Figure 1.

Immune mechanism based therapeutic strategies in PBC. B-cell activating factor of the tumor necrosis factor family (BAFF) and CD20-targeted therapy play a crucial role in breaking immune tolerance and stimulating immune responses in primary biliary cholangitis (PBC). Promising novel therapeutic targets for PBC treatment are highlighted in red. One potential strategy is B-cell targeted therapy, including the use of anti-CD20, anti-BAFF, or a combination of both. Another approach is T-cell-directed immunotherapy, which involves inhibiting Th1 and Th17 cell differentiation by regulating related cytokines, up-regulating Treg function and number via chimeric antigen receptor-modified Tregs (CAR-Tregs).
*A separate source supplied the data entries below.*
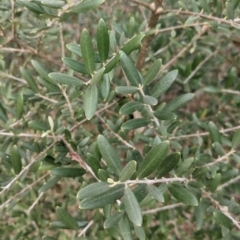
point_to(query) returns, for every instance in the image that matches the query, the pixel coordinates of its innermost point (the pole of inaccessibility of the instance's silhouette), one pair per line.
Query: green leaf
(156, 193)
(222, 219)
(50, 183)
(139, 232)
(66, 218)
(150, 100)
(168, 164)
(53, 4)
(109, 155)
(90, 101)
(30, 80)
(110, 196)
(178, 102)
(164, 84)
(184, 166)
(74, 48)
(182, 194)
(128, 171)
(87, 51)
(132, 207)
(131, 107)
(133, 43)
(152, 72)
(126, 89)
(113, 220)
(163, 115)
(214, 132)
(65, 79)
(129, 69)
(93, 190)
(97, 76)
(236, 139)
(135, 123)
(75, 65)
(102, 40)
(68, 172)
(16, 160)
(153, 159)
(125, 228)
(85, 6)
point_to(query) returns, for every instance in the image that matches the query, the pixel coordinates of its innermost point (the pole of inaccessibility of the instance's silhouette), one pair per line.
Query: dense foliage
(119, 119)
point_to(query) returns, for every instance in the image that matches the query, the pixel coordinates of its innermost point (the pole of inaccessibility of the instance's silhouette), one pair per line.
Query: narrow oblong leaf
(126, 89)
(214, 132)
(131, 107)
(222, 219)
(113, 220)
(49, 184)
(75, 65)
(65, 79)
(66, 218)
(163, 115)
(90, 101)
(87, 51)
(178, 102)
(236, 139)
(68, 172)
(97, 76)
(182, 194)
(128, 171)
(152, 72)
(102, 40)
(132, 207)
(153, 159)
(109, 155)
(110, 196)
(30, 80)
(93, 190)
(20, 108)
(16, 160)
(133, 43)
(168, 164)
(165, 83)
(129, 69)
(149, 100)
(85, 6)
(135, 123)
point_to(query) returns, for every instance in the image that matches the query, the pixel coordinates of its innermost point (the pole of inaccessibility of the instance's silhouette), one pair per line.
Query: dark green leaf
(90, 101)
(178, 102)
(65, 79)
(168, 164)
(131, 107)
(110, 196)
(66, 218)
(113, 220)
(135, 123)
(68, 172)
(109, 155)
(87, 51)
(182, 194)
(152, 72)
(153, 159)
(102, 40)
(75, 65)
(85, 6)
(132, 207)
(163, 85)
(129, 69)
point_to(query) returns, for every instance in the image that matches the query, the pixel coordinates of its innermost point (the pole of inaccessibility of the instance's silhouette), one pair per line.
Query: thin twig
(160, 209)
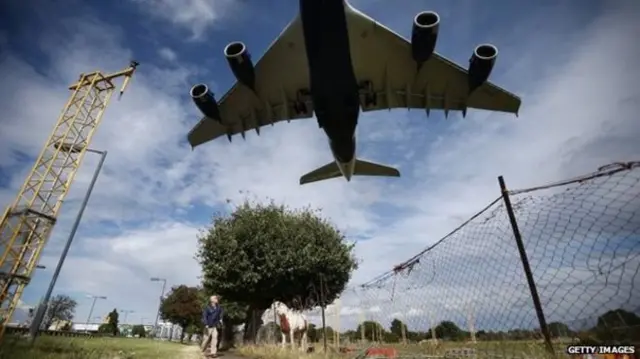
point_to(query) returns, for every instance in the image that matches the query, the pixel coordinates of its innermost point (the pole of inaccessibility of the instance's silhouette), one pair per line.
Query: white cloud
(196, 16)
(579, 115)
Additionally, interfering with costimulatory signals between cells, such as targeting CTLA-4, PD-1, and CD40, has shown potential in treating PBC. Regulating related cytokines, targeting chemokines, and inhibiting signal pathways involved in PBC pathogenesis, such as monoclonal antibodies against CXCL10, JAK inhibitors, or inhibitors of the NF-κB signal pathway, represent a fourth potential approach. Finally, mesenchymal stem cells (MSCs) can be used to regulate innate and adaptive immune responses by differentiating induced pluripotent stem cells. BEC, biliary epithelial cell; PBC, primary biliary cholangitis; BAFF, B-cell -activating factor; Th1, type 1 T helper cell; Th17, type 17 T helper cell; Treg, regulatory T cell; CAR, chimeric antigen receptor; CTLA-4,cytotoxic T-lymphocyte–antigen-4; PD-1, Programmed death-1; CXCL10, chemokine (C-X-C motif) ligand 10; MSC, mesenchymal stem cells.